Interpretive Summary: The use of swine in biomedical research has increased dramatically in the last decade. Diverse genomic- and proteomic databases have been developed to facilitate research using human and rodent models. Current porcine gene databases, however, lack the robust annotation to study pig models that are relevant to human studies and for comparative evaluation with rodent models. Furthermore, they contain a significant number of errors due to their primary reliance on machine-based annotation. To address these deficiencies, a comprehensive literature-based survey was conducted to identify genes that have demonstrated function in humans, mice or pigs. The process identified 11,805 candidate genes or proteins used to select potential porcine homologs by searching multiple online sources of porcine gene information. The data in the Porcine Translational Research Database is supported by > 6,000 references, and contains 65 data fields for each entry, including > 8,000 full length (5’ and 3’) unambiguous pig sequences, >2,400 real time PCR assays and reactivity information on > 1,300 antibodies. It also contains gene and/or protein expression data for > 2,000 genes and identifies and corrects errors in gene duplications artifacts, mis-assemblies, mis-annotations, and incorrect species assignments for > 4,900 porcine genes. This database provides the first comprehensive description of three major Super-families or functionally related groups of proteins (Cluster of Differentiation (CD) Marker genes, Solute Carrier Superfamily, ATP binding Cassette Superfamily), and a comparative description of porcine microRNAs. It is the largest manually curated database for any veterinary species and is unique among porcine gene databases in regard to linking gene expression to gene function, identifying related gene pathways, and connecting data with other porcine gene databases.

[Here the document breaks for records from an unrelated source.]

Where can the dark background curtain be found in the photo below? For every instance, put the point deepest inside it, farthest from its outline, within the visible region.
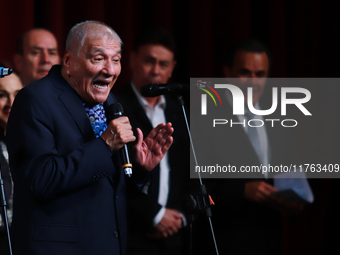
(302, 35)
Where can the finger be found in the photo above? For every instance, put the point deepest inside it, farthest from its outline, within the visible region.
(154, 132)
(167, 145)
(139, 138)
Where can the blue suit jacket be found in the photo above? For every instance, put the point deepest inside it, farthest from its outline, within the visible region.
(69, 195)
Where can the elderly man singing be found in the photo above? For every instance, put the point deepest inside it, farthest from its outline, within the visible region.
(69, 193)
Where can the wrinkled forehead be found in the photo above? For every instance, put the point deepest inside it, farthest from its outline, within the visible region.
(100, 44)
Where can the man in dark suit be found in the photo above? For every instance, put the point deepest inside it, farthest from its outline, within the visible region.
(69, 193)
(36, 52)
(246, 214)
(155, 223)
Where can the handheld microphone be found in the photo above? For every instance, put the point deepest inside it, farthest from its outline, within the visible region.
(5, 71)
(115, 111)
(154, 90)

Technical Abstract: The use of swine in biomedical research has increased dramatically in the last decade. Diverse genomic- and proteomic databases have been developed to facilitate research using human and rodent models. Current porcine gene databases, however, lack the robust annotation to study pig models that are relevant to human studies and for comparative evaluation with rodent models. Furthermore, they contain a significant number of errors due to their primary reliance on machine-based annotation. To address these deficiencies, a comprehensive literature-based survey was conducted to identify genes that have demonstrated function in humans, mice or pigs. The process identified 11,805 candidate genes or proteins used to select potential porcine homologs by searching multiple online sources of porcine gene information. The data in the Porcine Translational Research Database is supported by > 6,000 references, and contains 65 data fields for each entry, including > 8,000 full length (5’ and 3’) unambiguous pig sequences, >2,400 real time PCR assays and reactivity information on > 1,300 antibodies. It also contains gene and/or protein expression data for > 2,000 genes and identifies and corrects errors in gene duplications artifacts, mis-assemblies, mis-annotations, and incorrect species assignments for > 4,900 porcine genes. This database provides the first comprehensive description of three major Super-families or functionally related groups of proteins (Cluster of Differentiation (CD) Marker genes, Solute Carrier Superfamily, ATP binding Cassette Superfamily), and a comparative description of porcine microRNAs. It is the largest manually curated database for any veterinary species and is unique among porcine gene databases in regard to linking gene expression to gene function, identifying related gene pathways, and connecting data with other porcine gene databases.